The show's supporting cast includes Jean-Claude's manager Jane (Phylicia Rashad) who is in reality his superior and in charge of his covert operations agency. Joining Jean-Claude and Vanessa on the missions is new weapons specialist Luis (Moisés Arias), a former child soldier who wishes he actually was just a hairstylist and make-up artist. Jean-Claude's new cover involves agreeing to star in Huck, a violent action film reimagining of Huckleberry Finn. This forces Jean-Claude to constantly deal with Gunnar (Tim Peper), the movie's self-absorbed director, in between his spy work. Throughout the series, Jean-Claude runs across Filip (also played by Van Damme), a fan who coincidentally shares his face, and who eventually comes to hate him.

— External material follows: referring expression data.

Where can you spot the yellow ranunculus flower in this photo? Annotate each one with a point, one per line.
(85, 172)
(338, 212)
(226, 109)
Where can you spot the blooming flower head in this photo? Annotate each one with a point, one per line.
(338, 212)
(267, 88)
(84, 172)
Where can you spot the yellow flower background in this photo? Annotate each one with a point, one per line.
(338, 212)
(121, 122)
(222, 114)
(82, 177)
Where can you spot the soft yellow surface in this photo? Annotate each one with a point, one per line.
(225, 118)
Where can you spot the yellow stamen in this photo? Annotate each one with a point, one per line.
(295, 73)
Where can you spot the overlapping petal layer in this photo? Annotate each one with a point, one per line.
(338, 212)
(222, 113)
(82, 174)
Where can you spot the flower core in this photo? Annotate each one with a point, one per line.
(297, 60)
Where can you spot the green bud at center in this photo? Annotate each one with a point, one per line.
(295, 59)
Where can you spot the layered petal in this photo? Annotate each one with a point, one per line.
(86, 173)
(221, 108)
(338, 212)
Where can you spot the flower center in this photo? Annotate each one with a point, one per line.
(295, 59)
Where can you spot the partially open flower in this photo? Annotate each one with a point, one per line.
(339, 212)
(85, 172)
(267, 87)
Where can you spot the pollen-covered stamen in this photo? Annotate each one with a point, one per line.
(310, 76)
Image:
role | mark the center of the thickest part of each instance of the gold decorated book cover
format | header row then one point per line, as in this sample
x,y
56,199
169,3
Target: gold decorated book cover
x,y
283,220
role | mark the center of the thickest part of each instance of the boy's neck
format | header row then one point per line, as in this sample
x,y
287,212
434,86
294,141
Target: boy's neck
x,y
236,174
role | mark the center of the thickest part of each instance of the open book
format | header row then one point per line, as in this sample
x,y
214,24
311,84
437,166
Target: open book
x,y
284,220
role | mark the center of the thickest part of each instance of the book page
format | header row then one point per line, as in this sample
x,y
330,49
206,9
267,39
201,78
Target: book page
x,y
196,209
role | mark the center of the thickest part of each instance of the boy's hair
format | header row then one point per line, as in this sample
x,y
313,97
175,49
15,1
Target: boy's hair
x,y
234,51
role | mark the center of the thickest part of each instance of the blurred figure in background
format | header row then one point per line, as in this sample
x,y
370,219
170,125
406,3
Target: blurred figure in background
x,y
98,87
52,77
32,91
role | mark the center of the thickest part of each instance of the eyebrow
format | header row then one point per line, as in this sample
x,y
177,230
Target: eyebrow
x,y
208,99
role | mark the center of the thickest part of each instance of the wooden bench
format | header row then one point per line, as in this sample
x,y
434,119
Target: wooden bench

Throughout the series, Jean-Claude's fragile ego is a running gag, as even while undercover he cannot help but reference his own films repeatedly and is constantly disappointed when people fail to recognize him. Another running gag is that Jean-Claude constantly finds himself in situations from his movies others think are unrealistic, such as being surrounded by enemies who insist on attacking him one at a time or seemingly meeting a version of himself from the future.

== Cast and characters ==
=== Main ===
- Jean-Claude Van Damme as Johnson / Himself / Filip
- Kat Foster	as Vanessa
- Moisés Arias as Luis
- Phylicia Rashad as Jane

=== Recurring ===
- Tim Peper as Gunnar
- Ian Fisher as Andrei
- Carlo Rota as Dragan
- Deren Tadlock as Victor
- Winston James Francis as Meni Mano
- Richard Schiff as Alan Morris

== Episodes ==

| No. | Title | Directed by | Written by | Original release date |
| 1 | "Pilot" | Peter Atencio | David Callaham | August 19, 2016 |
Retired actor/international spy Jean-Claude Van Damme comes out of retirement to romantically pursue his former hairdresser/right-hand woman Vanessa. Despite his lingering self-doubt, JCVD quickly rediscovers his comfort zone both on set and in the field... for a day, at least. Then he messes everything up.
| 2 | "What Year Do You Think This Is?" | Peter Atencio | David Callaham | December 15, 2017 |
After Vanessa expresses her displeasure with his botched assignment, JCVD redoubles his efforts to complete the job, infiltrating a local street race... where he messes everything up. Again. Lucky for him, Vanessa has discovered that drugs are just the tip of the iceberg, and she's going to need all the help she can get... even if it's JCVD's.
| 3 | "A Little Conversation About Trust" | Peter Atencio | Ashley Wigfield | December 15, 2017 |
Filip never asked for much. Just a good group of work friends – which he had – until his life was for some reason turned upside down by legendary actor Jean-Claude Van Damme. Luckily, a group of mercenaries is just around the corner, about to offer Filip the chance to exact his revenge.
| 4 | "If You're Lucky" | Peter Atencio | Wes Tooke | December 15, 2017 |
JCVD explores whether the time is a flat circle or more of a tetrahedron. Filip becomes trapped in a nightmare of his own making. Vanessa confronts the pain of her past, and Luis stares into the bleak wasteland of his soul.
| 5 | "Run to Nowhere" | Peter Atencio | Vinnie Wilhelm | December 15, 2017 |
Having destroyed what was left of his career and alienated everyone he cares about, JCVD retreats to his hometown to lick his wounds. But you can never really go home again – and some wounds are hard to reach with your tongue.
| 6 | "The World Needs Its Hero" | Peter Atencio | Kevin Costello | December 15, 2017 |
JCVD journeys to a forgotten land where he must face a series of trials wrought from the psychic clay of his deepest fears. Also he rents some movies.

== Production ==
The pilot episode for the series debuted on August 19, 2016. The concept was officially picked up on September 27, 2016, but was cancelled after one season.

== Reception ==
On review aggregator website Rotten Tomatoes, the series has an approval rating of 70% based on 33 reviews, with an average rating of 6.60/10.